Of course, of course, it's the famous Mr. Ed, the talking horse, with moving mouth mask. I'm betting a lot of kids wearing this on Halloween got egged or shaving-creamed but good. Just sayin'. (This one comes from the stable of eBay'r 2013vintagetoys.)
Good coverage of Roger Corman' Fantastic Planet and Not of This Earth, plus a solid layout with lots of photos, makes issue 23 of Castle of Frankenstein a good read. Unfortunately, coverage of the Planet of the Apes series, which could have been better represented, is marred by yet another dislike-fest (so much bitterness in the 1970s, oh my) from Paul J. Wishninsky (nom de plume alert?). Edward Felipe soothes the burn with his article on George Pal's Doc Savage. Sort of. He doesn't cover the movie, just provides a good background to the pulp superhero who predated Superman.
Nothing like a man versus ape illustration to get the blood pumping, right? I'm not sure which Jungle Jim movie this Mexican lobby card is for, but note that Chita gets third-banana billing. Not bad for a chimp.

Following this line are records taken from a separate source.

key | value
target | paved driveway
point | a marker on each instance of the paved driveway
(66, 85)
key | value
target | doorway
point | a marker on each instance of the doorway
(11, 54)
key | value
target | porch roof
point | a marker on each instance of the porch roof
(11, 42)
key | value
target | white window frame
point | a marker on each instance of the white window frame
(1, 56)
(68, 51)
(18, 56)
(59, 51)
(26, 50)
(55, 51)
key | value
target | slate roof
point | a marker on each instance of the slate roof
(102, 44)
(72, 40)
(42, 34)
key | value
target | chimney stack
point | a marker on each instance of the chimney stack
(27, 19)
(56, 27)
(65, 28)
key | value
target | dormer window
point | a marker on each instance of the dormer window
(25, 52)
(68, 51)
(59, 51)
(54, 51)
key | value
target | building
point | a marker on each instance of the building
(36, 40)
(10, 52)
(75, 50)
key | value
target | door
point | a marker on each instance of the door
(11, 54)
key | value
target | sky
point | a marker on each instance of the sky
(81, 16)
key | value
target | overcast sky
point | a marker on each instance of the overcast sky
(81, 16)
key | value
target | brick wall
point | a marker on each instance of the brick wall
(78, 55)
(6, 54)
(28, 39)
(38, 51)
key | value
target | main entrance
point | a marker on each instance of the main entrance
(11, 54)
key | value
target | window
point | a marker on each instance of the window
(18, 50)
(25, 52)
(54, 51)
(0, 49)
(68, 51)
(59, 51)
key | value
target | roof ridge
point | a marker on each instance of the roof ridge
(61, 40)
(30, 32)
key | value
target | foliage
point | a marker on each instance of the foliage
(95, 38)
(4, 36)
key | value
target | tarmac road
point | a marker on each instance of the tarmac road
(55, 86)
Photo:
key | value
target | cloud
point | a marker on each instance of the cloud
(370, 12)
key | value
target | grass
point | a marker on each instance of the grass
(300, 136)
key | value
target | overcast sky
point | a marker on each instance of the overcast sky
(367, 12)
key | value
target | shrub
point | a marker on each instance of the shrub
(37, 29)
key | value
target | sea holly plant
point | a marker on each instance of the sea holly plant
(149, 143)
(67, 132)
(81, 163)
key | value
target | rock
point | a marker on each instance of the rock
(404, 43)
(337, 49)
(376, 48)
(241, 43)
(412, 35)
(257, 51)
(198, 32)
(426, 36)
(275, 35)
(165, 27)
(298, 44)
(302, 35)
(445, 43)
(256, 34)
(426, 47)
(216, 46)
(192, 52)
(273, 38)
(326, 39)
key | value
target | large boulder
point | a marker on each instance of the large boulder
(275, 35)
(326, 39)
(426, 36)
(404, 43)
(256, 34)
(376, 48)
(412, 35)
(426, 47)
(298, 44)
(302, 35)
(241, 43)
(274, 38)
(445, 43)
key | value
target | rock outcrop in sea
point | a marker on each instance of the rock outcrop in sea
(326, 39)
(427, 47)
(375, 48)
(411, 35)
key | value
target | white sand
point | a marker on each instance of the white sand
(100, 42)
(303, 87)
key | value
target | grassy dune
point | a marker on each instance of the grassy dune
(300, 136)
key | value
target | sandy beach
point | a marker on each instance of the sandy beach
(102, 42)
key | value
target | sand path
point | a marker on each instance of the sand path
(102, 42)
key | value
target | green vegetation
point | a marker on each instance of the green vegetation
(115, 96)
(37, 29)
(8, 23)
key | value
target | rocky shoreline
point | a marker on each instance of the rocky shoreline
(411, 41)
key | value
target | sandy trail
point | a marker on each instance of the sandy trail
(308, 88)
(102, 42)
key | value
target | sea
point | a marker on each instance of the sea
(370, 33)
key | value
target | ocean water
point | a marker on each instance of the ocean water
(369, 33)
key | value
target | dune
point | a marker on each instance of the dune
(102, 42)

While the hooded executioner, with his blood-dripping axe, shown in this Mexican lobby card for La Ropa Del Verdugo (Dressed to Kill), is certainly dressed to kill, I don't think Sherlock Holmes needs to worry about him much in this last movie of the series that starred Basil Rathbone as Holmes and Nigel Bruce as Doctor Watson. Nevertheless, this lobby is thrilling to see; from its fear-inducing executioner, to the hanged man, to the vibrant text style and background, it's a fine example how a lobby card can dress up a movie by outright lying. While Holmes faces danger, its nothing as sharp as that axe. But after seeing this card, wouldn't you want to see the movie?
This is a simple Halloween witch with honeycomb cauldron from Paper Art. While you could tape it to a wall and show one side, it's really meant to be hung so both sides of the honeycomb cauldron, and witch, can be seen. The style is neither here nor there, and seems about right for a 1970s to 1980s approach to Halloween decorations: more child friendly and cheaply printed.
This Mexican lobby card for the Republic Pictures' 12 chapter serial, Flying Disc Man From Mars, has it all. Blasting ray gun, cool space alien suit and rocket, burning cities, fleeing people. This is a costume for Halloween I'd die for.
I'm a pushover for Halloween paper decorations. Not overly fond of "cute" stuff, but I had this Beistle mobile in my closet for ages, and I like the colors and cartoon whimsy. So now it's hanging from the ceiling this Halloween, and for many more to come.
Good thing this Beatnik costume, Beatnick Boy, from Ben Cooper is flame retardant; you never know what those beatniks are smoking. Just practice snapping your fingers together with an air of aloofness, and have a short beat poem ready to amuse the candy givers. (For those of you old enough to know what I'm talking about, for the life of me, the mask keeps reminding me of Paul Winchell!) Oddly enough, this is the first mask I've seen that fits comfortably in the box--like, just hanging out man--you know what I mean?